Kangnan Li | Software Engineer, Key Value Systems

unlock deadlock for PininfoService

This is part 2 of a two-part blog series on deep systems debugging techniques in a real-world scenario to upgrade our stateful systems to U18.

In part 1, we narrowed down that the two issues observed — QPS drop and inconsistent memory usage — are from the PininfoService leaf layer. In this article, we narrow down the issue further to GlobalCPUExecutor (GCPU) and eventually the root cause of the issue: a deadlock.

To better understand how requests flow in and out of PininfoService, here is a brief summary of threads (or pools) in order used in PininfoService (also refer to Thrift intervals to learn how fbthrift server works):

  • Thrift Acceptor Thread: accept connection from clients
  • ThriftIOPool: process data in/out via established connections between PininfoService and clients who send requests to PininfoService
  • ThriftWorkerPool: the thread manager provided in the PininfoService logic to process aync_tm_<API> function calls
  • GlobalCPUExecutor: a global CPU pool to delegate the heavy lifting work, such as processing the response from upstream data stores
  • ThriftClientPool: pool of clients to talk to upstream data stores

We will now dive deeper into how we utilize tools to debug the two issues observed (QPS drop and inconsistent memory usage), with particular focus on the memory issue.

Digging into the Why: QPS Drop and Inconsistent Memory Usage

To figure out why the QPS dropped to 0, we used the “tcpdump” tool to obtain following traces

from outgoing packets that show load shedding from thrift servers (tcpdump).
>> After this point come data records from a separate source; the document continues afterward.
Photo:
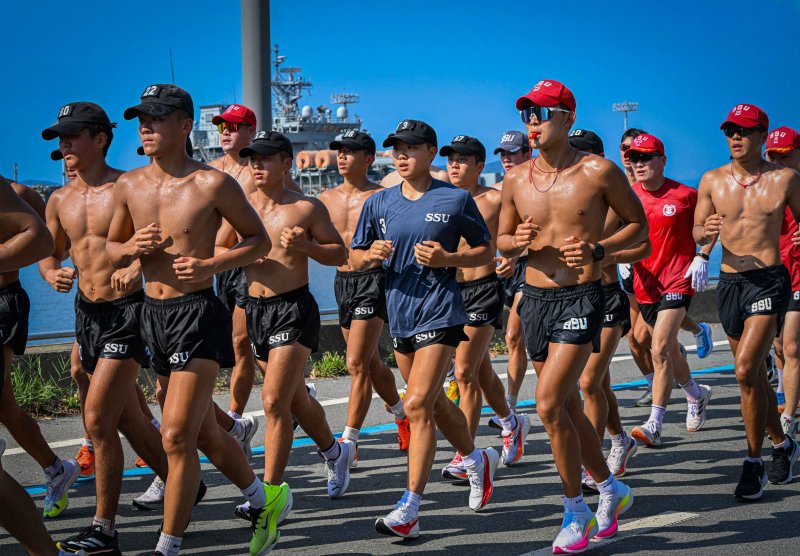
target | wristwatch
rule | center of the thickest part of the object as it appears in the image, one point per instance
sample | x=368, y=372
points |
x=598, y=252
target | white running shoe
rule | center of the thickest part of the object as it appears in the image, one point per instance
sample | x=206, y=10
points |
x=339, y=469
x=56, y=500
x=697, y=410
x=153, y=497
x=514, y=440
x=481, y=480
x=648, y=434
x=618, y=457
x=402, y=521
x=610, y=507
x=576, y=531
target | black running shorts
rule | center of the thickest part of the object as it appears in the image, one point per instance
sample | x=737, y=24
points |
x=282, y=320
x=15, y=307
x=110, y=330
x=232, y=288
x=360, y=295
x=666, y=301
x=193, y=326
x=451, y=336
x=483, y=300
x=570, y=315
x=618, y=308
x=513, y=285
x=740, y=295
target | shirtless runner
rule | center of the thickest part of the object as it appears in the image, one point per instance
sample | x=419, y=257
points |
x=166, y=214
x=482, y=294
x=744, y=203
x=556, y=207
x=361, y=296
x=283, y=320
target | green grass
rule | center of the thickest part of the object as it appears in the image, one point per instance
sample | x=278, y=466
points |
x=42, y=394
x=329, y=365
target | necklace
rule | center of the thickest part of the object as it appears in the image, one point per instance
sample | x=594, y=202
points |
x=556, y=171
x=755, y=179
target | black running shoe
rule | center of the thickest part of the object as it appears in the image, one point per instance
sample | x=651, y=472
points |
x=92, y=540
x=752, y=482
x=783, y=459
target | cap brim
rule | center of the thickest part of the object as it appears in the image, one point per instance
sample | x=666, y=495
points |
x=63, y=128
x=149, y=108
x=393, y=139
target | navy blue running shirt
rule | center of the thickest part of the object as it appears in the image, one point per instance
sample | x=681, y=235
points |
x=420, y=299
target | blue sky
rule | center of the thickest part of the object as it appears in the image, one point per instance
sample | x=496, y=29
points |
x=458, y=65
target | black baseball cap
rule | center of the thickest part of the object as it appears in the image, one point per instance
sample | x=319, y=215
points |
x=267, y=143
x=355, y=141
x=464, y=144
x=586, y=141
x=413, y=132
x=513, y=141
x=74, y=117
x=160, y=100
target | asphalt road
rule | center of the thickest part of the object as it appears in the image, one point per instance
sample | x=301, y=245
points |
x=683, y=490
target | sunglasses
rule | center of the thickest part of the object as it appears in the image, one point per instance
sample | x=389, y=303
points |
x=232, y=127
x=542, y=113
x=636, y=157
x=731, y=130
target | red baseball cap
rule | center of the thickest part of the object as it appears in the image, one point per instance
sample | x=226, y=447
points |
x=646, y=143
x=782, y=140
x=747, y=115
x=236, y=114
x=547, y=93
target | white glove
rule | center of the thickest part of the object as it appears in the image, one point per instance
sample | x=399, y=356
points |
x=698, y=270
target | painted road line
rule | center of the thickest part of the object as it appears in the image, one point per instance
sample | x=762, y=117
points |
x=632, y=529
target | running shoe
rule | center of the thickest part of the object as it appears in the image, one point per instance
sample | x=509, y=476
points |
x=610, y=507
x=403, y=433
x=576, y=531
x=339, y=469
x=514, y=440
x=481, y=480
x=242, y=511
x=789, y=426
x=85, y=458
x=264, y=520
x=55, y=500
x=402, y=521
x=618, y=457
x=752, y=482
x=783, y=460
x=355, y=458
x=646, y=399
x=696, y=410
x=648, y=434
x=455, y=470
x=153, y=497
x=704, y=341
x=92, y=540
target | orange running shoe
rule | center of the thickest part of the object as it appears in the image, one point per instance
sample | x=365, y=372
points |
x=85, y=458
x=403, y=433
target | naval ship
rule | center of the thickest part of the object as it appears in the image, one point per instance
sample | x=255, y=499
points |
x=310, y=129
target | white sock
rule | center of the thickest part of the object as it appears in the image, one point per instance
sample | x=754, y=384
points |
x=692, y=390
x=657, y=414
x=351, y=434
x=398, y=410
x=509, y=423
x=255, y=494
x=169, y=545
x=473, y=460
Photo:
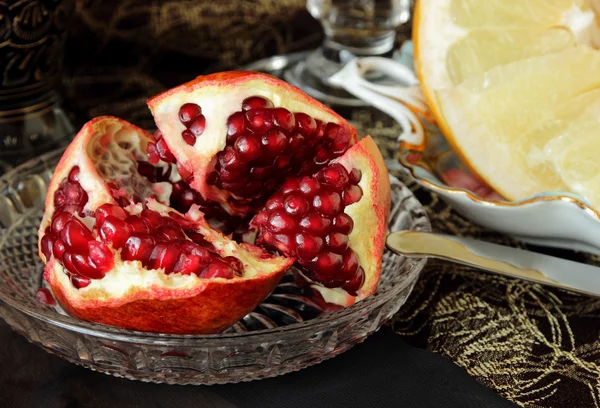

$ sudo tcpdump -nn -i eth0 -A port 9090 -c 400 18:58:06.607828 IP 10.3.42.154.9090 > 10.3.19.45.60262: Flags [P.], seq 1055:1117, ack 7460, win 686, options [nop,nop,TS val 2486825918 ecr 507682922], length 62 E..r^.@.@… .*. ..-#..fK..Y&..&….R1….. .9…B.j…:……………ex.1….b..getMany..loadshedding request…

18:58:06.607828 IP 10.3.42.154.9090 > 10.3.19.45.60262: Flags [P.], seq 1055:1117, ack 7460, win 686, options [nop,nop,TS val 2486825918 ecr 507682922], length 62
E..r^.@.@…
.*.
..-#..fK..Y&..&….R1…..
.9…B.j…:……………ex.1….b..getMany..loadshedding request…

Loadshedding Analysis with Five Whys

At Pinterest, we use “the five whys” as a crucial root cause analysis framework. Here is how we have applied it to this scenario:

The PininfoService outgoing packets contain “load shedding”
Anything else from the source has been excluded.